Mental Health UK – Opening Up

Mental Health
I’m in my early 30s, married and I have a son, alhamdulillah. I’m a solicitor. I have my own law firm. Live in a 5-bed house and drive a brand-new Audi S5. From the outside looking in, I’ve made it. Yet, the majority of my time is spent living in anxiety, stress, emptiness and burdensome unfulfillment. Half the time it’s probably from feeling guilty for feeling shit given all the blessings I have. So here I am opening up about mental health UK.

Figured Out

The amount of times I’ve had people say to me “you’re doing it”, “you’ve made it” or “you’re smashing it” is testament to how it looks from the outside.

A couple of years ago when I was an employee at a law firm, I remember a time when one of my work colleagues came up with a challenge where each of us in the team had to say one thing to describe another. Something I absolutely hate doing.

As if being annoyed with the challenge wasn’t enough, I got “lucky” enough to have been given her as the person I had to describe. I’m a nice guy, always have been, so I couldn’t say what I was thinking: “you ask too many questions and talk so much shit” lol.

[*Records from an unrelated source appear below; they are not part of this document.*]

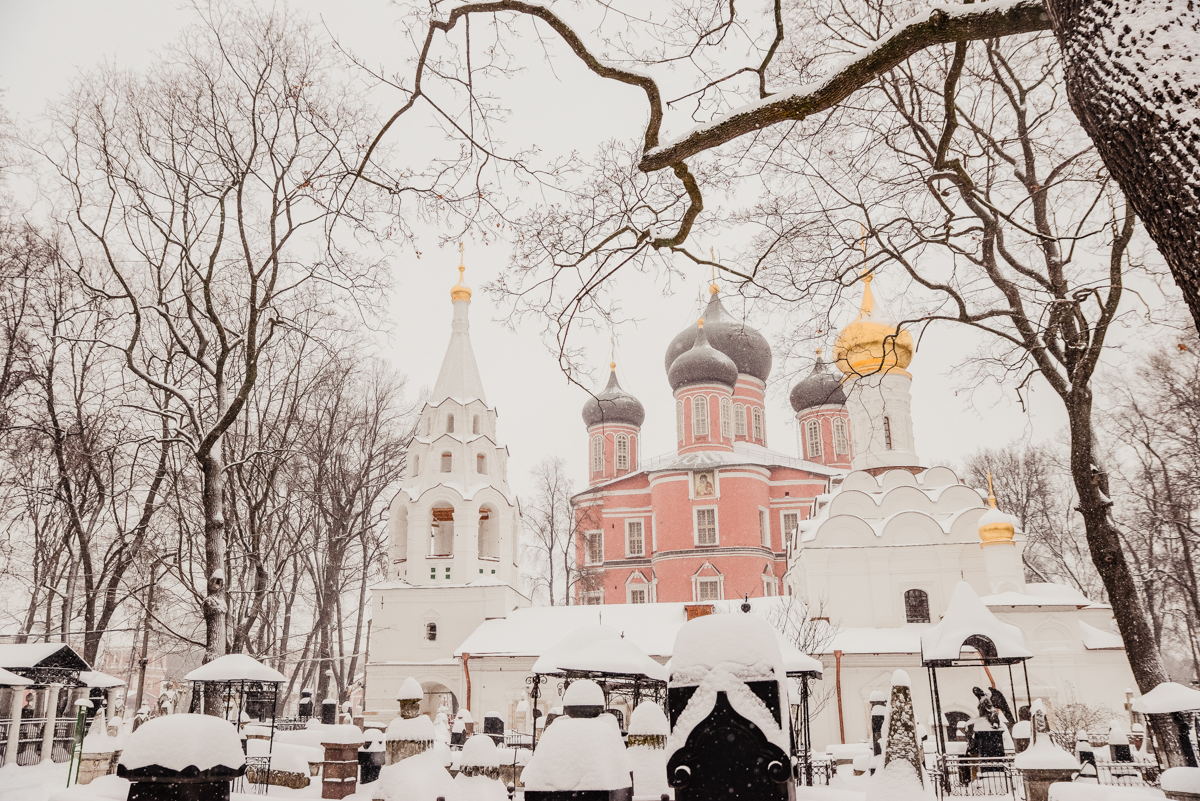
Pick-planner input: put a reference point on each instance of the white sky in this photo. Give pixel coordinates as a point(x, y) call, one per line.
point(43, 43)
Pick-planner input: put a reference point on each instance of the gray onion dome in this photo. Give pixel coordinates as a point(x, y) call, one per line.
point(613, 405)
point(702, 365)
point(748, 348)
point(819, 389)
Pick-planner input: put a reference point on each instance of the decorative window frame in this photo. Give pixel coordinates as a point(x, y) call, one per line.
point(695, 527)
point(629, 523)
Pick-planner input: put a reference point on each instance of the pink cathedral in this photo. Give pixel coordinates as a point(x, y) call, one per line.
point(718, 517)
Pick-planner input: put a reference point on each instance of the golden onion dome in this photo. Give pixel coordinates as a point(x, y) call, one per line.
point(870, 343)
point(995, 527)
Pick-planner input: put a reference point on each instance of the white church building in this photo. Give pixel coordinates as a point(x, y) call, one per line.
point(871, 565)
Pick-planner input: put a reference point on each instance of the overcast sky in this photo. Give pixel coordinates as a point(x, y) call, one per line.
point(45, 43)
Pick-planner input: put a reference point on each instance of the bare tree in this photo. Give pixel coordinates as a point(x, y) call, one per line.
point(202, 196)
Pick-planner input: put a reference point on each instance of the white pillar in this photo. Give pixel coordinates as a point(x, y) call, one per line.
point(52, 709)
point(10, 752)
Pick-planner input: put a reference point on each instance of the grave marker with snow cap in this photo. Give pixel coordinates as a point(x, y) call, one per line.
point(730, 736)
point(580, 758)
point(648, 729)
point(409, 698)
point(183, 758)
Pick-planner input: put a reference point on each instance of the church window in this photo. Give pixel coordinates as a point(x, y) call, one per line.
point(594, 547)
point(813, 439)
point(706, 527)
point(635, 538)
point(916, 606)
point(840, 437)
point(700, 416)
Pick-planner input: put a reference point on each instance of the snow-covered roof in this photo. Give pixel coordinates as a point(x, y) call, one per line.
point(179, 741)
point(97, 679)
point(234, 667)
point(967, 616)
point(1097, 639)
point(1168, 697)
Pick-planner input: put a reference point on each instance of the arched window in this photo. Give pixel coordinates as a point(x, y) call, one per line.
point(622, 452)
point(700, 416)
point(916, 606)
point(840, 437)
point(597, 455)
point(813, 439)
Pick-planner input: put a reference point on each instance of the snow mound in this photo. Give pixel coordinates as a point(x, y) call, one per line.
point(419, 729)
point(579, 754)
point(648, 720)
point(421, 777)
point(479, 751)
point(178, 741)
point(583, 693)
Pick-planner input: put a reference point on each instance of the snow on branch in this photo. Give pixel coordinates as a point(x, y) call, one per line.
point(939, 25)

Instead I came out with “umm, you’re inquisitive”. It’s the first word that came to my mind, and I just wanted to get it over with. But she was delighted with it, boosted her confidence. Lesson in there, how you can make someone’s day by re-wording what you say.

But anyway, it came to my turn being described: “you’ve got it all figured out”.

Mental Health
Mental health issues are on the rise at an alarming rate

Silent By Nature

I suppose that’s the effect of being a quiet guy. I’m silent by nature. Talking is something that requires a helluva lot of effort. So, I rarely talk to people. That includes friends and family.

In fact, when my wife was in Pakistan for almost a year, I think the total number of phone calls between us was about 3!

Yep, that’s not a lie or an exaggeration. She still doesn’t let me live it down now. But that’s just the way I am, and have always been. (Messaging and texting was more consistent, before you think I’m a callous prick – albeit it wasn’t enough according to her, but then it never is with women ha).

Being quiet. Getting on with things. Having achievements that show. Answering questions and opinions in as little words as possible…I can see why people would think I have it figured out.

But there’s a saying that goes, the quietest mouths have the loudest minds, or some shit like that. Or is it the quietest minds have the loudest mouths?! I don’t know, whatever it is.

Voices In My Head

Point being my quiet, calm, “figured out” outward demeanour contains a mind full of utter chaos, confusion and an orchestra of voices.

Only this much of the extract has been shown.